Explanation for Leetcode 230: Kth Smallest Element in BST - Solution Code in Java and JavaScript
This intermediate Leetcode problem may seem challenging but it's not once you understand the traversal and the basics of binary search trees.
To solve this problem you would have to do an in-order traversal. If you're not familiar with traversing a binary search tree, you can learn more by reading this article here:
Preorder, Inorder, Postorder Traversal with Binary Trees
Let's review what we already know about binary search trees and inorder traversal. A binary search tree is similar to a binary tree except the left node has a value that is less than its parent node and the right child has a value that is greater than its parent node:
value of left child < value of node < value of right child
When you do an in-order traversal of a binary search tree, you're going to visit the left subtree first and will access the smallest values first. So now that a review of a binary search tree and an inorder traversal is done, let's look at the approach needed to solve this problem.
Solution
https://leetcode.com/problems/kth-smallest-element-in-a-bst
We need to check that the root has a left and right child, and if not, return the root value. We then declare and initialize an array(or ArrayList with type Integer if using Java). Next, implement our special inorder traversal. We have two base cases for our inorder traversal function: One for checking that the root is null and the other one to see that the length of our array is equal to k.

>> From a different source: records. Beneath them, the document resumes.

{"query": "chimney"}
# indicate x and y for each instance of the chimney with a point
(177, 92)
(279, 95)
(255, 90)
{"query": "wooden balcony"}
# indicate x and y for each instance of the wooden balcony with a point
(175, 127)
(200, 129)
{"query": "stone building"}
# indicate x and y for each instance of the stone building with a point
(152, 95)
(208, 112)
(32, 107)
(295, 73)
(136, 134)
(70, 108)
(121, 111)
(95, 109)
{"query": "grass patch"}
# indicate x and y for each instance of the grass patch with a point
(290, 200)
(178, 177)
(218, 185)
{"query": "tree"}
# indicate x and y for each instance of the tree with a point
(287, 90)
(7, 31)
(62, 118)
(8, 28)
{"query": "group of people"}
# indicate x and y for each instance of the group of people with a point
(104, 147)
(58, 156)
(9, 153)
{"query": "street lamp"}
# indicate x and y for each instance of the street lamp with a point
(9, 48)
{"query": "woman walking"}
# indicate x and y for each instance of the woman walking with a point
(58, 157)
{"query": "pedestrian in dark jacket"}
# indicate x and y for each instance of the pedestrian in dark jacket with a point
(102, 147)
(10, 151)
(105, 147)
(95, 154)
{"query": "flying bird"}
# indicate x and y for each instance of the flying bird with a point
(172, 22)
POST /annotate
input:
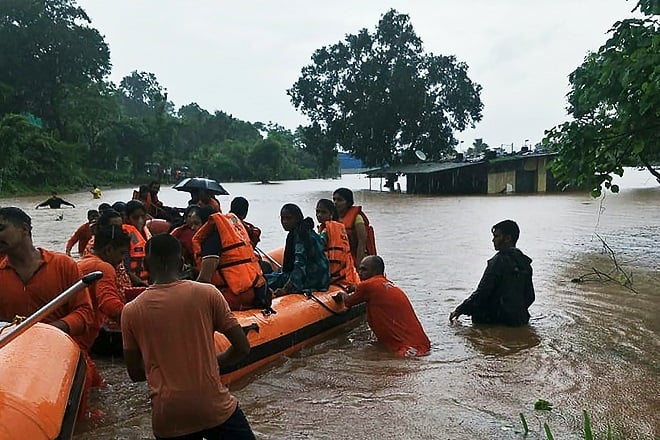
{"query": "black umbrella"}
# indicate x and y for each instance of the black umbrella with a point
(191, 184)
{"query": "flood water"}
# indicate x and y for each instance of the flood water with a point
(590, 346)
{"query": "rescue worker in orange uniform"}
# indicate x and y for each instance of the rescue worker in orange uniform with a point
(226, 259)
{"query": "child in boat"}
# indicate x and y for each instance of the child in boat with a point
(336, 245)
(305, 265)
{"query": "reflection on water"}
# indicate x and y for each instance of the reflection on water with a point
(592, 346)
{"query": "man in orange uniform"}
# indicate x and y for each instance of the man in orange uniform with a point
(389, 312)
(31, 277)
(110, 245)
(168, 341)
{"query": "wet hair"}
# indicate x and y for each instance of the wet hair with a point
(106, 216)
(15, 216)
(110, 235)
(239, 206)
(119, 207)
(163, 250)
(508, 227)
(330, 206)
(133, 206)
(205, 212)
(345, 194)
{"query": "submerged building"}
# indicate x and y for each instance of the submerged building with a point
(526, 172)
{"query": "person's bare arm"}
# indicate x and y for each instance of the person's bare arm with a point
(135, 365)
(239, 348)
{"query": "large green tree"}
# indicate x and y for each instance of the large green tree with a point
(615, 103)
(45, 47)
(381, 97)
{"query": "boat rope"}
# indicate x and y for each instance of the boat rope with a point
(310, 294)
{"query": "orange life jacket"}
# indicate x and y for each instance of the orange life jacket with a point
(349, 224)
(137, 250)
(238, 267)
(338, 251)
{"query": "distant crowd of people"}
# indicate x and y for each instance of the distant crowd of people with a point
(137, 245)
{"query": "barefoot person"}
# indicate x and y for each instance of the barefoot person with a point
(168, 341)
(505, 291)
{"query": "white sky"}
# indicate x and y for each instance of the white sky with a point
(241, 56)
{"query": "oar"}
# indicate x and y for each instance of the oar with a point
(268, 257)
(49, 307)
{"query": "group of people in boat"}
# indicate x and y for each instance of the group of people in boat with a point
(175, 318)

So each time we traverse through the list from node to node, we traverse to the left, add the current root's value, and then traverse to the right. This will repeat until one of the two base cases is true.
class Solution {
//O(n)
public int kthSmallest(TreeNode root, int k) {
if(root.left == null && root.right == null) {
return root.val;
}
List<Integer> mins = new ArrayList<>();
inorder(root, mins, k);
return mins.get(k - 1);
}
//O(n)
public void inorder(TreeNode root, List<Integer> mins, int k) {
if(root == null) return;
if(mins.size() == k) return;
inorder(root.left, mins, k);
mins.add(root.val);
inorder(root.right, mins, k);
}
}
var kthSmallest = function(root, k) {
if(root.left == null && root.right == null) {
return root.val;
}
let mins = [];
inorder(root, mins, k);
return mins[k-1];
};
function inorder(root, mins, k) {
if(root == null) return;
if(mins.length == k) return;
inorder(root.left, mins, k);
mins.push(root.val);
inorder(root.right, mins);
}
In conclusion, this problem is easy once you understand the difference between a binary tree and a binary search tree as well as understanding how in-order traversal works.